The conservative-inspired “Impeach Obama” campaign will wax and wane over the next two political years, a weird residue of the benighted effort to impeach President Bill Clinton fifteen years ago. Even though the Impeach Clinton effort failed somewhat ignominiously, it has empowered true believers of the Left and Right to think of impeachment as an ordinary tool of American politics.
Thus, as the administration of President George W. Bush limped through its final days, liberal Democrats in Congress introduced resolutions to investigate his impeachment, or to flat-out impeach him. By 2008, liberal gadfly Dennis Kucinich of Ohio worked to force a vote in the House of Representatives on his claims that Bush’s foreign invasions based on false efforts (“he lied us into war” in Iraq) warranted his removal from office.
Now it’s President Obama’s turn. Impeachment advocates, including Sarah Palin, recite a laundry list of executive actions by Obama that supposedly exceeded his constitutional powers and justify impeachment and removal from office: actions on immigration policy, lies about Obamacare health insurance coverage (“if you like your coverage, you can keep it”), and launching the United States into “war” in Libya.
That these efforts have been doomed is a blessing for our constitutional government, yet they all reflect a fundamental confusion about what impeachment involves. That confusion has persisted in American government since the Constitution was ratified in 1788. The core of the problem is the constitutional standard for impeachable offenses — that the accused federal office-holder have committed “treason, bribery, or high crimes and misdemeanors.” “Treason” and “bribery” are never the issue. But what the heck are “high crimes and misdemeanors”? [Answer at the end of this post.]
My engagement with impeachment has been long and fairly intense. I defended a federal judge from Mississippi in a Senate impeachment trial and then filed a lawsuit challenging the Senate’s trial procedures in Nixon v. United States, a case that I ultimately argued (and lost) before the U.S. Supreme Court. And I wrote a book, Impeached, about the 1868 impeachment trial of President Andrew Johnson, in which Johnson won acquittal by a single vote in the Senate.
For those seriously interested in the question of impeachment beyond the demagoguery of the moment, I recommend the following five books:
- Impeached, by moi — What did you expect me to recommend? The Johnson impeachment was a confusing mess. The accusations against him seemed picayune, yet the passions of the impeachers were titanic: they believed the fate of the Union and the outcome of the Civil War turned on Johnson’s trial. Dark men prowled Washington’s streets with satchels of money, looking for Senators to bribe on the impeachment vote. Somehow, the opaque impeachment clause of the Constitution brought about a peaceful resolution of a bitter national crisis.
- Impeachment: A Handbook, by Charles L. Black, Jr. — Not so much a book as a quiet conversation with a thoughtful constitutional law professor at Yale. Black lucidly explains each of the elements of the impeachment process and what they aim to achieve. I don’t agree with all of his conclusions, but it’s a valuable book.

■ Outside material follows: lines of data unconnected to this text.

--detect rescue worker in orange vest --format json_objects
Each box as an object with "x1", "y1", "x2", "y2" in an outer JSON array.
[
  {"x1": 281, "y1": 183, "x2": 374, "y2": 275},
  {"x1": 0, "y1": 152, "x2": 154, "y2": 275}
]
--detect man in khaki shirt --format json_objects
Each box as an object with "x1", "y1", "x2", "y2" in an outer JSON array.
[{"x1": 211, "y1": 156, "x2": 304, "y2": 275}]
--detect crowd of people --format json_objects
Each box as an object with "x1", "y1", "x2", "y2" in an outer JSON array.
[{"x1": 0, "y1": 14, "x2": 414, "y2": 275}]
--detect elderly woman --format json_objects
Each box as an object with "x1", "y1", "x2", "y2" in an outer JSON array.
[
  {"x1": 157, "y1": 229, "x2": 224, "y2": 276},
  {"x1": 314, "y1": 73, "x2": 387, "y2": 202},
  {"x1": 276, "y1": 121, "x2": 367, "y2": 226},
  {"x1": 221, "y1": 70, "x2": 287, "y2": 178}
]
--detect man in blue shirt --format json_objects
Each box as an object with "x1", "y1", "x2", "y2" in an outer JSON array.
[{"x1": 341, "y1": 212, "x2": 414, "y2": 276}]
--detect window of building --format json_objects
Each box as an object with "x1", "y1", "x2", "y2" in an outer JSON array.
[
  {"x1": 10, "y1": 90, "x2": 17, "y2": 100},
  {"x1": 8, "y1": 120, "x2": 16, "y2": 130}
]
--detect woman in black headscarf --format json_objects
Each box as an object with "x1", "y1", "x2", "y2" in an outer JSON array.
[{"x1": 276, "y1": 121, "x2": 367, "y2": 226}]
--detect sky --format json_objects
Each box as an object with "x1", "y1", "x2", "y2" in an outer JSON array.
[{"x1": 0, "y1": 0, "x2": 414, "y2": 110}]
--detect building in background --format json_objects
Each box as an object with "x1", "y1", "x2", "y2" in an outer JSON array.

- Impeachment: The Constitutional Problems, by Raoul Berger — In many ways, this volume is the polar opposite to Black’s. Berger disagrees with Black on several points and occasionally loses his way in hoary English impeachment precedents from medieval days. Meaning no disrespect to Berger, I find his book most valuable for proving that historical analysis of English impeachment will never solve the fundamental problems of making sense of impeachment under the U.S. Constitution. You may conclude otherwise.
- The Impeachment and Trial of Andrew Johnson, by Michael Les Benedict — A notable work because Benedict was willing to say out loud that President Johnson should have been impeached. He spends a good deal of time analyzing congressional voting patterns in the 1860s, but you can skip those sections.
- The Breach: Inside the Impeachment and Trial of William Jefferson Clinton, by Peter Baker — Despite the occasional journalistic hyperventilation, this examination of the Clinton impeachment train wreck provides an agonizing dissection of how the nation careened into its continuing infatuation with presidential impeachment.
OK, now my thoughts on “high crimes and misdemeanors”: they must be an abuse of the president’s constitutional powers that justify his removal from office, though they need not be a crime. Lots of crimes are penny-ante. Take the Clinton case. President Clinton lied under oath about his sex life. I abhor his lie. It was not, however, an abuse of his official powers.
Is that subjective? You bet. Although impeachment is dressed up in judicial processes, it is a profoundly political act: Congress removes the elected leader of the nation, the only public official elected by the entire nation. You don’t impeach and remove a president because you don’t like his policies. So long as he can reasonably claim that he acted within his powers — even if a reasonable case can be made that he didn’t — then he should not be impeached.